Segundo dados da Sabe Invest, das três companhias, a Qualicorp é a que ostenta o maior retorno ao acionista em 2020 de 24,5%, o maior de sua série. A companhia também tem o menor grau de alavancagem financeira do setor, na ordem de 1 vez o Ebitda.
Em relação a valorização do papel, a companhia está descontada frente a suas concorrentes.

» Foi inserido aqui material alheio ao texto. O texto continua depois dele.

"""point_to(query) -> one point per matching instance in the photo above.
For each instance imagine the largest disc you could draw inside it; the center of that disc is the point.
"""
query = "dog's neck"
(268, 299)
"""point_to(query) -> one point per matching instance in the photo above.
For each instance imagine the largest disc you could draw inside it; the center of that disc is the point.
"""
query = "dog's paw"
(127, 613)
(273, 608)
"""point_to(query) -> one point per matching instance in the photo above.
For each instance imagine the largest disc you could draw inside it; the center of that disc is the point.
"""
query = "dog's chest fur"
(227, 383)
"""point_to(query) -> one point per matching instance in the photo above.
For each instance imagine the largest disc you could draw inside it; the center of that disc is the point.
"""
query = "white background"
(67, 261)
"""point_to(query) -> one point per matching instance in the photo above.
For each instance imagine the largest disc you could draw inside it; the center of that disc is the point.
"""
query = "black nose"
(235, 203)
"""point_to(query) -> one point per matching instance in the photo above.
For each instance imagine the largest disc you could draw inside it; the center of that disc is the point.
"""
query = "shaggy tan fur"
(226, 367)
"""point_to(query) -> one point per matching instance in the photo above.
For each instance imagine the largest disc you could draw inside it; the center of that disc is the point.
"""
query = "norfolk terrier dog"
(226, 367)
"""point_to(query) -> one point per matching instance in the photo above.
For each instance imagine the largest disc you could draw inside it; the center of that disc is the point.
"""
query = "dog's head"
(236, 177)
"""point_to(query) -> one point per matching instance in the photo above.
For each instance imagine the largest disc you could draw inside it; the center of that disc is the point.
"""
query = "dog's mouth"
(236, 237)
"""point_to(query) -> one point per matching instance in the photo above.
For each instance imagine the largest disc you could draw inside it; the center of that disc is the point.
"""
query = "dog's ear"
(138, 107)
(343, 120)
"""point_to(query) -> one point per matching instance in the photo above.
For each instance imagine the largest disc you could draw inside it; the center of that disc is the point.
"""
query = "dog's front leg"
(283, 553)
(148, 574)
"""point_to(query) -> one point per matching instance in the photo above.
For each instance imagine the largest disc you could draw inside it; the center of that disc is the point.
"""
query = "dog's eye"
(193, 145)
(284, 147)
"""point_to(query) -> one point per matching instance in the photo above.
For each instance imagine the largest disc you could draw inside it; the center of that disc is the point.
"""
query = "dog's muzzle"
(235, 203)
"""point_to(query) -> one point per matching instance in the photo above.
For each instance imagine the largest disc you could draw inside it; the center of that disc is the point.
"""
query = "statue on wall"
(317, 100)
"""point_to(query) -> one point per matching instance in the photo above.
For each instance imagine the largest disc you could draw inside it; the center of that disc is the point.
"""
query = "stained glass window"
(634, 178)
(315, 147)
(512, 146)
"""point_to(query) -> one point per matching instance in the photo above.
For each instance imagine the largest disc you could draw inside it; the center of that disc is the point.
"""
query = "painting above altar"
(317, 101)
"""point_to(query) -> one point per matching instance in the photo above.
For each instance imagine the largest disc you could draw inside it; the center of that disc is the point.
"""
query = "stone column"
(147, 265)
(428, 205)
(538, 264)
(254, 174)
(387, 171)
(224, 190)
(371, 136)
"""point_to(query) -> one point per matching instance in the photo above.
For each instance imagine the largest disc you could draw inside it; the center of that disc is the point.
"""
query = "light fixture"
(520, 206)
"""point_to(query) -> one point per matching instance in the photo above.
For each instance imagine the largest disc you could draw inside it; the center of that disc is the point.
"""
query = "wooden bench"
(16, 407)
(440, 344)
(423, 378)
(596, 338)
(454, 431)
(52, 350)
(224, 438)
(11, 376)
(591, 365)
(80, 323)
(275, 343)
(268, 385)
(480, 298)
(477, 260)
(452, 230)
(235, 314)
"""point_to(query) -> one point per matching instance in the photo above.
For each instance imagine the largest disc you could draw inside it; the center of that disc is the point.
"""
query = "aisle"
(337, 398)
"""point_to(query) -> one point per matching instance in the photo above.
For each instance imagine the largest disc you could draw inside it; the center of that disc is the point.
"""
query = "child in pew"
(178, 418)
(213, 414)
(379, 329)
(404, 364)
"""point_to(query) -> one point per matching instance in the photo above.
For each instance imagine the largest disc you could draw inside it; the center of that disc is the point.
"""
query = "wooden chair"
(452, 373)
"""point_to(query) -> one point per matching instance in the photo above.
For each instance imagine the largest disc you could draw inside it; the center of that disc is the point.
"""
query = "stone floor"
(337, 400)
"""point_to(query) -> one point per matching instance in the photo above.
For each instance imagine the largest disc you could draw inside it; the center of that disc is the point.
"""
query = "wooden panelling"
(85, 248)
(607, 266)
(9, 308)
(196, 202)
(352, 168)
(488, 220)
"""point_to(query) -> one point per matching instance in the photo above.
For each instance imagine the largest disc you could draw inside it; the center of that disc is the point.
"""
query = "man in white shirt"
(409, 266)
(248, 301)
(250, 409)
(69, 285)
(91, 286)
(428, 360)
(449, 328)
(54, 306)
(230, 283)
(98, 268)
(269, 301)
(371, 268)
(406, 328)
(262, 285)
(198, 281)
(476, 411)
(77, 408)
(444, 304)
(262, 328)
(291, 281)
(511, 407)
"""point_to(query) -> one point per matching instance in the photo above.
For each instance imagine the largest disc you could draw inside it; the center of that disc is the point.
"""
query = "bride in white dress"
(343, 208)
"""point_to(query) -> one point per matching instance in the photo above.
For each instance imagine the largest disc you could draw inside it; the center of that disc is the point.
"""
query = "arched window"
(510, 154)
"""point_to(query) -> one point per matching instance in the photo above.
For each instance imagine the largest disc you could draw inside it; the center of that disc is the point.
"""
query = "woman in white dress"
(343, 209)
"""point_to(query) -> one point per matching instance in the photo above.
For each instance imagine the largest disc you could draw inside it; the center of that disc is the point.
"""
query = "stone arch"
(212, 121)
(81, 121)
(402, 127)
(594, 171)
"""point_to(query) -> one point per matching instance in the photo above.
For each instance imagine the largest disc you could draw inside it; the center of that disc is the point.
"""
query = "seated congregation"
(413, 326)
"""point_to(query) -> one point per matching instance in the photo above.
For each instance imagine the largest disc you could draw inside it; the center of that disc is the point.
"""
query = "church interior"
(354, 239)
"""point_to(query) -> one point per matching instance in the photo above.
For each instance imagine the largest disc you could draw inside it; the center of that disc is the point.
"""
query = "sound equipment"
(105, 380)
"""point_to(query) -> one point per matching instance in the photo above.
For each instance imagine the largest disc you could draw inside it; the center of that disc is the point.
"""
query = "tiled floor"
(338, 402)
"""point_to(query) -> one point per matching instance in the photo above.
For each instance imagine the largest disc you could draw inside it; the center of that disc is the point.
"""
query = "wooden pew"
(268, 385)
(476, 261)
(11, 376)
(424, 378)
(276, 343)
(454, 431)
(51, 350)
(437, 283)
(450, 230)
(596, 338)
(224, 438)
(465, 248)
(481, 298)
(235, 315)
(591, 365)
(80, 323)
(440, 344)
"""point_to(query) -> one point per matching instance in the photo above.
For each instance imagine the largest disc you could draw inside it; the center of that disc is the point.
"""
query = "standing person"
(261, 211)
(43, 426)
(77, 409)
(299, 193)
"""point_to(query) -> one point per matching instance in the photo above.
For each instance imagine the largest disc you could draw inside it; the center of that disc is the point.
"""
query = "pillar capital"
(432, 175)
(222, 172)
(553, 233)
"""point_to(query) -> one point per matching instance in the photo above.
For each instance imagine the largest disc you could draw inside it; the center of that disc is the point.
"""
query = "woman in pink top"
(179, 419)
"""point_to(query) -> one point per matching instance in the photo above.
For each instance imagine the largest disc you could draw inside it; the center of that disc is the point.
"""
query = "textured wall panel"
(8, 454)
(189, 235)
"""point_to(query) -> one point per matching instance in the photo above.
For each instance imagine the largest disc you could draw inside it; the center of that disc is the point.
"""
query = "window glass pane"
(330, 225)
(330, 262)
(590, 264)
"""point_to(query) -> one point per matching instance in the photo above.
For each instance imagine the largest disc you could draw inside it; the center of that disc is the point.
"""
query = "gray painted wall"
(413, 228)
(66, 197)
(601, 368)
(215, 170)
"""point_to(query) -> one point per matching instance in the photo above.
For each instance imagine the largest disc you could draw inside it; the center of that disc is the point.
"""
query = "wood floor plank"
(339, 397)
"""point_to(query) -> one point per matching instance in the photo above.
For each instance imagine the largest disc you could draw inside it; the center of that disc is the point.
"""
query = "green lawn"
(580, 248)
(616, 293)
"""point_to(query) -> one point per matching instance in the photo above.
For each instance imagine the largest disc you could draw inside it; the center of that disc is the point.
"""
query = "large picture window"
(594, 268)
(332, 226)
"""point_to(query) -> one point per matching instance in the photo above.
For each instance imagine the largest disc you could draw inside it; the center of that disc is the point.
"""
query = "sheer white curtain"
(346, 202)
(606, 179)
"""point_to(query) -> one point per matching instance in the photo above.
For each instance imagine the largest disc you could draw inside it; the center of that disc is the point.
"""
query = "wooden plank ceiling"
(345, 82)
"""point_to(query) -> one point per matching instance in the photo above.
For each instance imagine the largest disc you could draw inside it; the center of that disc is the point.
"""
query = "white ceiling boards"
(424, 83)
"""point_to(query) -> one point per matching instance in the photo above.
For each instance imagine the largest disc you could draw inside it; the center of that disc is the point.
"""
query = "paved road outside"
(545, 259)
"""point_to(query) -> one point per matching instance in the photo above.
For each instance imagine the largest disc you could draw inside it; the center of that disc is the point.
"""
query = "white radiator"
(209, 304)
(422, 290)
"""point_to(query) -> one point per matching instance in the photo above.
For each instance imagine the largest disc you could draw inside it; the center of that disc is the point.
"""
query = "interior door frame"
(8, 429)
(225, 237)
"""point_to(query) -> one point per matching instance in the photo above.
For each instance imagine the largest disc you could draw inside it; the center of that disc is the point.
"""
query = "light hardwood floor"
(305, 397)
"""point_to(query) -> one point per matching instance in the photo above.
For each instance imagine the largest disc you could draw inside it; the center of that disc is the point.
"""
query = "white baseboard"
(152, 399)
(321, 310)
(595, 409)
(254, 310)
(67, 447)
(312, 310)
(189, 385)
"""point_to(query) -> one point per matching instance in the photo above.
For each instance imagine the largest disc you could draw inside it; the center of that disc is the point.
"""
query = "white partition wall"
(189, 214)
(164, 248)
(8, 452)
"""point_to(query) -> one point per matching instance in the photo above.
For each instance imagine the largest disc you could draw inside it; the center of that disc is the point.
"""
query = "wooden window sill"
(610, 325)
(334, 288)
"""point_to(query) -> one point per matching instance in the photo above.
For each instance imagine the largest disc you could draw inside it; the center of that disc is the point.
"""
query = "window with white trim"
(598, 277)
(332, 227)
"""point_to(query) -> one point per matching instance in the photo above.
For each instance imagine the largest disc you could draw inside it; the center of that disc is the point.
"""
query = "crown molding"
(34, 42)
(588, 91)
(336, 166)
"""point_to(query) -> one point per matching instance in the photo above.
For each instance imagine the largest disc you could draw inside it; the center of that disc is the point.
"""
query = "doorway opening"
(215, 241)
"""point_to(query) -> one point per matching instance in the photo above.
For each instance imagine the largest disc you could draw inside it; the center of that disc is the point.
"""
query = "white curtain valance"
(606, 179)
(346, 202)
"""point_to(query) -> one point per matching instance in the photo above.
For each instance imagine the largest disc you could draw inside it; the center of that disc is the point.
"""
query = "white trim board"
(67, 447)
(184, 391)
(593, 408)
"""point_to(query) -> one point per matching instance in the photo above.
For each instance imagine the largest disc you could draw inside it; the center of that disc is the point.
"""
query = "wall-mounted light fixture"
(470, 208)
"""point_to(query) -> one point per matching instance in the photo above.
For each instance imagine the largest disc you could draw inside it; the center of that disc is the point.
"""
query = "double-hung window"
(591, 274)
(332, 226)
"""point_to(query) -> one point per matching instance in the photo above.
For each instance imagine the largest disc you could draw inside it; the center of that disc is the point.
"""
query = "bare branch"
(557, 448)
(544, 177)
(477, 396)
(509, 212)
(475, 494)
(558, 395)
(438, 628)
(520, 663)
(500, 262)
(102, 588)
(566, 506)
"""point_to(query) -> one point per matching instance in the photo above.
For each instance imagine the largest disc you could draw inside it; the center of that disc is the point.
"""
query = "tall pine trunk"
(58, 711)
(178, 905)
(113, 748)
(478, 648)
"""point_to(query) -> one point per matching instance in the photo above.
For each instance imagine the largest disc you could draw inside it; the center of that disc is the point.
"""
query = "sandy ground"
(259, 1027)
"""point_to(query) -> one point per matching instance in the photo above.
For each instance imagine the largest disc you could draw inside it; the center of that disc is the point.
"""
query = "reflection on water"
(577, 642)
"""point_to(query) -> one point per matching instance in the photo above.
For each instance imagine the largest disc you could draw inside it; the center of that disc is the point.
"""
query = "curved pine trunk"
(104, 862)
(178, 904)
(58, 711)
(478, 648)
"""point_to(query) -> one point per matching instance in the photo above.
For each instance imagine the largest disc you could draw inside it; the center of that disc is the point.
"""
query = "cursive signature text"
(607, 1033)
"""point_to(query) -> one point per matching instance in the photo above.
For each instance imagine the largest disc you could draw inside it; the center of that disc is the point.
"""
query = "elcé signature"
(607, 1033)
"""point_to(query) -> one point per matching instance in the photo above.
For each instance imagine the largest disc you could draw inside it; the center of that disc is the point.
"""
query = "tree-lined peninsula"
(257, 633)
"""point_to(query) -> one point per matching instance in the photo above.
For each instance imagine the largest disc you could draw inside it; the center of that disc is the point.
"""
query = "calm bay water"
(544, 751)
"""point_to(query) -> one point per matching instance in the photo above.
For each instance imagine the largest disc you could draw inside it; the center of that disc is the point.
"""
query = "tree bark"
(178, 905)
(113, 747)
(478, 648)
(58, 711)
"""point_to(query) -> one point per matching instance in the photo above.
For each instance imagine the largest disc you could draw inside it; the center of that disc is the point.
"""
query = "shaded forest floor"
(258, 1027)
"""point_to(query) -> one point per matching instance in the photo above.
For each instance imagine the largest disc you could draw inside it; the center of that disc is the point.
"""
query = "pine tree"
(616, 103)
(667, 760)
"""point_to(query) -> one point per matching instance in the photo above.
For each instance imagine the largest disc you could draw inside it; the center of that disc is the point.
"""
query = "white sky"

Segundo dados da Economatica Brasil, até 11 de fevereiro, a companhia acumula queda de 7,1%.
Segundo Bueno da Top Gain, a Qualicorp tem forte potencial de valorização e melhores margens do Ebitda se comparada com as outras duas concorrentes, o que justifica a sua preferência pela ação.
Já entre os pontos de atenção, Espinhel destaca principalmente os riscos concorrenciais. Será necessário que a Qualicorp adquira novos ativos para poder fazer frente a fusão de Hapvida e NotreDame, o que pode diminuir sua margem de lucro e impactar no pagamento de dividendos.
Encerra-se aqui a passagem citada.